Unlike conventional waste-to-energy technologies that rely on high-temperature thermochemical processes, P2E leverages microbial metabolism to overcome thermodynamic barriers associated with heterogeneous and contaminated plastic feedstock. Microbial consortia, including species such as Pseudomonas putida and Bacillus subtilis, are capable of forming biofilms on plastic surfaces. These bacterial communities secrete enzymes that depolymerize plastics into smaller organic compounds, which are subsequently metabolized. During this metabolic activity, electrons are released as part of cellular respiration. Electrodes in the system, such as carbon cloth, capture this electron flow, generating a measurable electrical current independent of whether the microorganisms are traditionally electrogenic.

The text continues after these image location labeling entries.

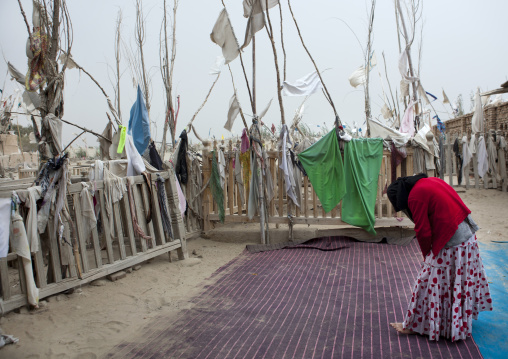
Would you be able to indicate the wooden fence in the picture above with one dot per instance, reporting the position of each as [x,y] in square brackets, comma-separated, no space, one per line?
[101,252]
[310,212]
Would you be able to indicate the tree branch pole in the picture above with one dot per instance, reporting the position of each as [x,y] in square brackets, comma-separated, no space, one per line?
[367,67]
[282,41]
[254,108]
[206,99]
[26,22]
[241,111]
[407,49]
[397,110]
[169,121]
[279,86]
[314,63]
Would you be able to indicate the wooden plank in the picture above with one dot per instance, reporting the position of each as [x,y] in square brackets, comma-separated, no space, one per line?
[118,229]
[383,183]
[96,247]
[177,223]
[40,273]
[280,191]
[140,214]
[388,165]
[449,162]
[314,202]
[81,233]
[4,276]
[160,236]
[54,288]
[306,196]
[475,170]
[146,202]
[380,222]
[271,208]
[22,275]
[466,173]
[106,226]
[54,255]
[231,185]
[128,223]
[502,168]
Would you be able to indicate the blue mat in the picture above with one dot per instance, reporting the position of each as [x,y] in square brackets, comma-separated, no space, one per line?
[490,331]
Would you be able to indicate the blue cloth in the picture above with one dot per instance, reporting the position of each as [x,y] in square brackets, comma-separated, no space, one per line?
[490,330]
[440,125]
[139,124]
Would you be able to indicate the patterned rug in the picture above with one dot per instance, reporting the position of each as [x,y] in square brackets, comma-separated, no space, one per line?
[332,297]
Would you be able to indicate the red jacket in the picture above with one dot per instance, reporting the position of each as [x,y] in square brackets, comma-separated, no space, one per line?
[437,212]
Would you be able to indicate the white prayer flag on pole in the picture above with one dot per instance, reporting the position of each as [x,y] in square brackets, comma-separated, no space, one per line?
[304,86]
[247,6]
[445,98]
[234,110]
[359,76]
[478,117]
[255,23]
[223,35]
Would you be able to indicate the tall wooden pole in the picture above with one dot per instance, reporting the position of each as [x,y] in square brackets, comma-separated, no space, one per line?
[407,49]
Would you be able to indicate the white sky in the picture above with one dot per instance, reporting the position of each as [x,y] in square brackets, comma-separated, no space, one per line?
[464,47]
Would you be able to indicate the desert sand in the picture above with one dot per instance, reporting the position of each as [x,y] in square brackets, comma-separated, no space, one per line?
[91,321]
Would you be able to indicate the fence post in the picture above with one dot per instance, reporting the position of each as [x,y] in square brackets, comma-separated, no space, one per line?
[207,171]
[449,160]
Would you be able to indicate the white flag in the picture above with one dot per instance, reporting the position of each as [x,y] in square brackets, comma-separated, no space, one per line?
[403,68]
[217,67]
[359,76]
[304,86]
[478,117]
[223,35]
[386,112]
[263,113]
[247,6]
[255,23]
[445,98]
[234,110]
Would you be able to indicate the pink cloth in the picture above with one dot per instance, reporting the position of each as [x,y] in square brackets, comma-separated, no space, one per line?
[450,291]
[245,141]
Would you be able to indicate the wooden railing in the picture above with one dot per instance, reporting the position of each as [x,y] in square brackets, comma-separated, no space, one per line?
[310,212]
[102,252]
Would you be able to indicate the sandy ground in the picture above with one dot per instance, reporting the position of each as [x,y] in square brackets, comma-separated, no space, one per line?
[92,320]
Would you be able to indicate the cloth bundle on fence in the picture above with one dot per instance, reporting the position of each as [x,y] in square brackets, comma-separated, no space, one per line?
[19,245]
[286,165]
[165,215]
[238,177]
[362,162]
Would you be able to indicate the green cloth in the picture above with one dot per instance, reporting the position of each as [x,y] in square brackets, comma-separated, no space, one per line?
[362,161]
[215,186]
[323,163]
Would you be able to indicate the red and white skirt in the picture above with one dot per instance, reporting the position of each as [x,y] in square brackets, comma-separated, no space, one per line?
[450,291]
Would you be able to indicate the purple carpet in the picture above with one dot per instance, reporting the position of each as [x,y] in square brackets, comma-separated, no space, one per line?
[301,303]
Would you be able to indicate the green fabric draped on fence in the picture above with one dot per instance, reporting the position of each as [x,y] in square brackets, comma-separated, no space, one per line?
[323,163]
[362,162]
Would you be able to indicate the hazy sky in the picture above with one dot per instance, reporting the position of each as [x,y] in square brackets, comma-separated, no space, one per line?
[463,47]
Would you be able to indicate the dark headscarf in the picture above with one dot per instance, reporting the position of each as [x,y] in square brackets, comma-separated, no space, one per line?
[398,192]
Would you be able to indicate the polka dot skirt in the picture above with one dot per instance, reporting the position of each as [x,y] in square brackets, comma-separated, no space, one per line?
[450,291]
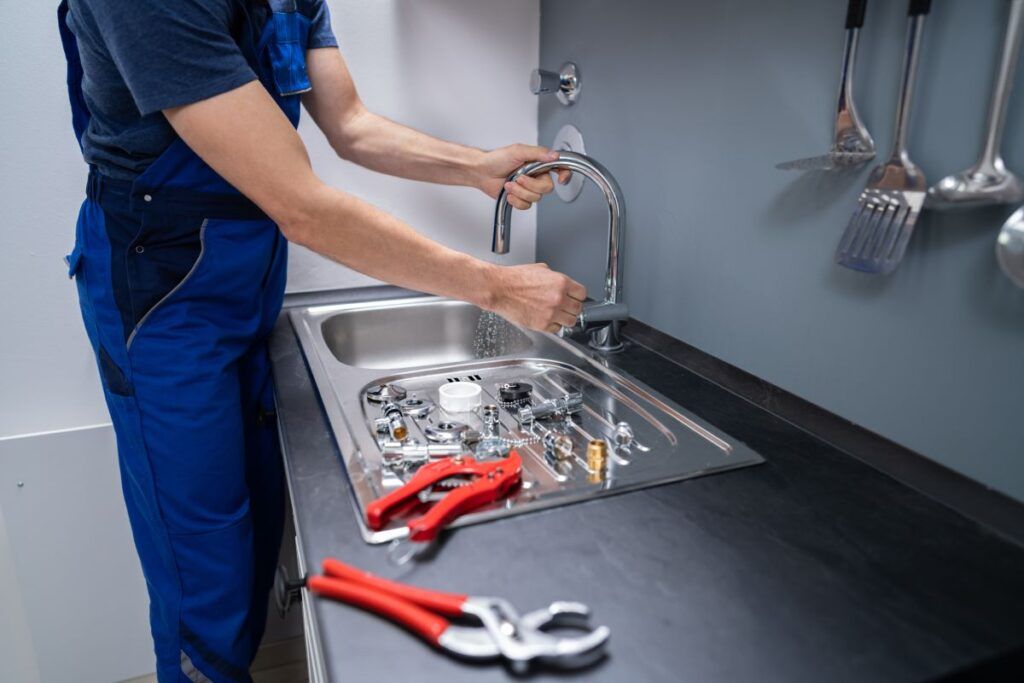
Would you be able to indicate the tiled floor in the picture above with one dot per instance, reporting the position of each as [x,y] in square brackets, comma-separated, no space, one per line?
[283,662]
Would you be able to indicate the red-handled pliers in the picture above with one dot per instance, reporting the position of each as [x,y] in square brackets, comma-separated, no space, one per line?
[503,631]
[488,480]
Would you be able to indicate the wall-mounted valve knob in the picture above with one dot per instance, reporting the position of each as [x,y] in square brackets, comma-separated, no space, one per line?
[565,84]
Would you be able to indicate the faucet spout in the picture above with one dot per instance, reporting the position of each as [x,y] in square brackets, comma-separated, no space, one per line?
[606,338]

Over 30 fuel cells were constructed and tested using combinations of the bacterial strains listed above and plastic substrates (either PET or PP) under room-temperature conditions. Many iterations of the the system achieved sustained voltages exceeding 1.0 V, demonstrating proof-of-concept viability. Over 1g of plastic was metabolized to produce a sustained volt of electricity over the course of two weeks in a small system the size of a smartphone. Biofilm formation and microbial activity were confirmed using fluorescence microscopy, indicating active metabolic interaction with the plastic substrate. While measurable mass loss of plastic remains under investigation, ongoing experiments aim to quantify long-term degradation rates.

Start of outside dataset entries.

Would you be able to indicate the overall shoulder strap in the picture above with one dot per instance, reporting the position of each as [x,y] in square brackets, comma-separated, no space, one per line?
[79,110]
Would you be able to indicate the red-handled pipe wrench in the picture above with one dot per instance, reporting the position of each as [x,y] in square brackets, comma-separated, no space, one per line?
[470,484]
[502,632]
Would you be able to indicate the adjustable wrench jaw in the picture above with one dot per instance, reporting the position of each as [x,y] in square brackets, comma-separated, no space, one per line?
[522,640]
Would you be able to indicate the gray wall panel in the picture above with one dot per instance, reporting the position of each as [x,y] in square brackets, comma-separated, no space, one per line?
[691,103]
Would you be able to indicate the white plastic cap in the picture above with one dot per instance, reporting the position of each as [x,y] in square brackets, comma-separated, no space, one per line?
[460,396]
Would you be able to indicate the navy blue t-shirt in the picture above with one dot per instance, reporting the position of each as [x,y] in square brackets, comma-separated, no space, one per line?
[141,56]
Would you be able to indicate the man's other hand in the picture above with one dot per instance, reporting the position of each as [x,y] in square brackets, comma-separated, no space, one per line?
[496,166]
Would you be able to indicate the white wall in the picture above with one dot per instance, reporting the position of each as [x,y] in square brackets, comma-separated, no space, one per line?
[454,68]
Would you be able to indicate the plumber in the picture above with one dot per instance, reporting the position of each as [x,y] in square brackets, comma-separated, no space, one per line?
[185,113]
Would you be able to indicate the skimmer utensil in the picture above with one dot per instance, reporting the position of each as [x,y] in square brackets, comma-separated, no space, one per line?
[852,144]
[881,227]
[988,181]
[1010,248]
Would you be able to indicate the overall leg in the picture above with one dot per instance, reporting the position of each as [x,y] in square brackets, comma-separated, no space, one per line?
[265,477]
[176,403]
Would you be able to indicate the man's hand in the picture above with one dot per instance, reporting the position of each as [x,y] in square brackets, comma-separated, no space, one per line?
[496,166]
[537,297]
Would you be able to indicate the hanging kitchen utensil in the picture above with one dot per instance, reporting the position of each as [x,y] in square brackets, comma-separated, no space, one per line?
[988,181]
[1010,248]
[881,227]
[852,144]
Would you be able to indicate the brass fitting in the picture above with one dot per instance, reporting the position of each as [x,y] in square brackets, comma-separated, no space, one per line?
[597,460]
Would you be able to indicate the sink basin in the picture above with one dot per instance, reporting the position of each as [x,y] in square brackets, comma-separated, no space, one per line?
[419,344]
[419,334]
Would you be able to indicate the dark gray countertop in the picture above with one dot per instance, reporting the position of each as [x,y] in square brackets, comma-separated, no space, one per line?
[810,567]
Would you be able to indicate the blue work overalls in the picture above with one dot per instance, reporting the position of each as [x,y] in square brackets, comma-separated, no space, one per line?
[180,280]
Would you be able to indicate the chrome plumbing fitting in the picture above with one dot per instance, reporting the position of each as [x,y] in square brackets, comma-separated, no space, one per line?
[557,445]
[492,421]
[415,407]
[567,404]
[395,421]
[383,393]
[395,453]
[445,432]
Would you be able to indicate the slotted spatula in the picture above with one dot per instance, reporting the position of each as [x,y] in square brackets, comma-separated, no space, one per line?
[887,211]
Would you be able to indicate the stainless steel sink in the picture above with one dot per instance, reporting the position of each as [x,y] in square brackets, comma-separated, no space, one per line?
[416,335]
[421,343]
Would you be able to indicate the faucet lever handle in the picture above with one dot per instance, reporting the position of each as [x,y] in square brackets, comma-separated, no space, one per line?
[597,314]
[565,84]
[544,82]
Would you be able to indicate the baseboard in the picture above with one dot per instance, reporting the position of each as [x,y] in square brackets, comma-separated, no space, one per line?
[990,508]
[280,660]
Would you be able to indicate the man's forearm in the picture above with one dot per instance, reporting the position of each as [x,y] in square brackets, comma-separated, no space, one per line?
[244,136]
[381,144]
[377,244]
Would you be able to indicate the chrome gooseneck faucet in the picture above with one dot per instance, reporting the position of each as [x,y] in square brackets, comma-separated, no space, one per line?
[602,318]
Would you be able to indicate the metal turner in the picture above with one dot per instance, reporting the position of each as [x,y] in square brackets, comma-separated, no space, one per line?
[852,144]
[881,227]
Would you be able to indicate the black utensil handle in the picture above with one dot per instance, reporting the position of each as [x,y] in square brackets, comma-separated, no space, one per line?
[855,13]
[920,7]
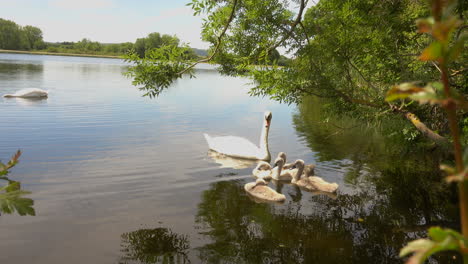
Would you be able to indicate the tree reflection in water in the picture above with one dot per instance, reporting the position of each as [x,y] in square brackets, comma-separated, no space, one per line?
[396,193]
[393,194]
[158,245]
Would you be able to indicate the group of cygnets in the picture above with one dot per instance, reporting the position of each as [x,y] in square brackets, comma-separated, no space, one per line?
[296,173]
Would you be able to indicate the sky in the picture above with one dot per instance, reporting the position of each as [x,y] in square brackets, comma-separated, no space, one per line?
[106,21]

The system’s novelty lies in its ability to process mixed and contaminated plastic feedstock without preprocessing, enabled by the adaptive metabolic diversity of microbial communities. Additionally, P-MFCs operate at ambient temperature, significantly reducing capital and operational costs compared to traditional waste-to-energy plants. The dual capability of these fuel cells to eliminate plastic waste and generate electricity makes these fuel cells Modular reactor design allows for scalable deployment, reducing upfront infrastructure requirements and enabling faster payback periods.

P2E systems can be deployed in landfills, recycling centers, and decentralized waste management facilities, transforming waste streams into distributed energy sources. Manufacturing involves low-cost materials such as carbon electrodes, polymer chambers, and scalable bioreactor modules, making production economically feasible.

By integrating waste remediation with energy generation, P2E represents a paradigm shift in sustainable engineering, transforming plastic from an environmental liability into a renewable energy resource.